Turkey, Iraq, and Jordan currently host hundreds of thousands of Syrian refugees including tens of thousands of children, traumatized and often living in squalid camps. Lebanon isn’t far behind, with nearly 1 in 4 people living there having escaped Syria.
A United Nations report four months ago detailed the kinds of horrors perpetrated on these children. What it amounts to is thousands of stolen childhoods. What will the future hold for them?
Without intervention of some kind, these kids will continue to suffer for a lifetime. Children of refugees are often denied access to schools, leaving them illiterate and unable to provide for their own families when they become adults.
An entire generation is now growing up without education. Jed Hamoud, Vice President of Operations of Kids Alive International, explains: “We’re having kids that are coming to our ministry that are really shook up. Some of them have not been to school in years, like two years or so, since the conflict in Syria started.”
The ministry has a number of outreach points in Lebanon’s Christian areas. Instead of adding the influnce of despair, they’re part of the solution. “Their parents heard about the ministry and that we are willing to accept Syrian refugees into our home with no conditions.”
Kids Alive provides care to as many as 150 children in Lebanon every year in its two Children’s Homes, School, and Care Center programs. Hundreds of applications are piling up for entrance into the Kids Alive programs in Lebanon, notes Hamoud. “Our school is full to the max. Our care center is full to the max. We’re accommodating as many kids as we can. Currently, we have about 43 Syrian refugees between the school, the residential program, and the care center.”
As well as a growing number of Syrians, there are also many Palestinian refugees in the country, along with other displaced people from Sudan, Iraq, and other places. The sudden increase prompted a shift in Kids Alive’s current work, which means adapting to the immediate needs, says Hamoud. “We’re trying to look at how we can create more space, so we’re having to abandon some programs like our workshop. We’re realizing that the need to take care of Syrian refugees at this time is greater than trying to provide vocational training at the moment.”
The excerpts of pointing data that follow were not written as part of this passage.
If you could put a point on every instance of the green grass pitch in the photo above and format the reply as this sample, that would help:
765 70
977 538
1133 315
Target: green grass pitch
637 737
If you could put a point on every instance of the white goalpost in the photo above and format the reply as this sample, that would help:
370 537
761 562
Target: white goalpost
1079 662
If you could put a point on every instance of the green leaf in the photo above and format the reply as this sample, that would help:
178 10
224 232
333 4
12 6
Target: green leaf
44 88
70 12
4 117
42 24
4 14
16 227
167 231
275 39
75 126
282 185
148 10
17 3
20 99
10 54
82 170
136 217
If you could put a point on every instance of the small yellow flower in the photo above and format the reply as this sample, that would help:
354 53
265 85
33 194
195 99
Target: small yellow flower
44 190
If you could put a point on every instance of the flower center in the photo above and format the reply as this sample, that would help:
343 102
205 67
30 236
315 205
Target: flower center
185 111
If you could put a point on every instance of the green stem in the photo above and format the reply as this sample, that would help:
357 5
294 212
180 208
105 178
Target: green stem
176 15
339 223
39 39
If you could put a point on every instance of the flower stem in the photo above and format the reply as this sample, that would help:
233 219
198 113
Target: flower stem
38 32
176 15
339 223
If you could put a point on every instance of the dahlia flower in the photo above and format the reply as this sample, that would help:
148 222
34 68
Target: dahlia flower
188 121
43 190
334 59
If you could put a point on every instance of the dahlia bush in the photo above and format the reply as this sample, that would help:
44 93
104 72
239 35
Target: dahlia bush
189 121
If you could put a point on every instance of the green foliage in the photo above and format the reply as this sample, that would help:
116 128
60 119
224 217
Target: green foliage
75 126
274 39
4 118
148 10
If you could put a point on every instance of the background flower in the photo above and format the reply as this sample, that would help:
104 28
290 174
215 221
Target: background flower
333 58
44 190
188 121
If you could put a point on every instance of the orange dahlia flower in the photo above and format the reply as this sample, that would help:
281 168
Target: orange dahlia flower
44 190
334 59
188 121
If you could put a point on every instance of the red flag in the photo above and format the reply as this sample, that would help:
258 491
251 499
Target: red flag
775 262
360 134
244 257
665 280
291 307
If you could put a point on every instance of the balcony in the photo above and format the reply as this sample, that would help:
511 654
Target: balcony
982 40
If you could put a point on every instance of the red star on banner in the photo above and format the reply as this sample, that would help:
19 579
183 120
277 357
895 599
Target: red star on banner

Hamoud goes on to say that the support their partners provide is critical to addressing the trauma these kids have lived through. “We’re trying to give them almost one-on-one attention in school to bring them up to date with their schooling. That’s basically what we’re trying to do: love them and care for them as much as we can.”
Kids Alive is developing their work with refugees and other vulnerable children over the coming year. They’re able to do this by providing Christian care and a secure environment to these children of war. Hamoud adds, “We can use a lot of prayer, first of all, for wisdom on how to minister to those children and the financial need to be able to expand our ministry to be able to minister to those children.”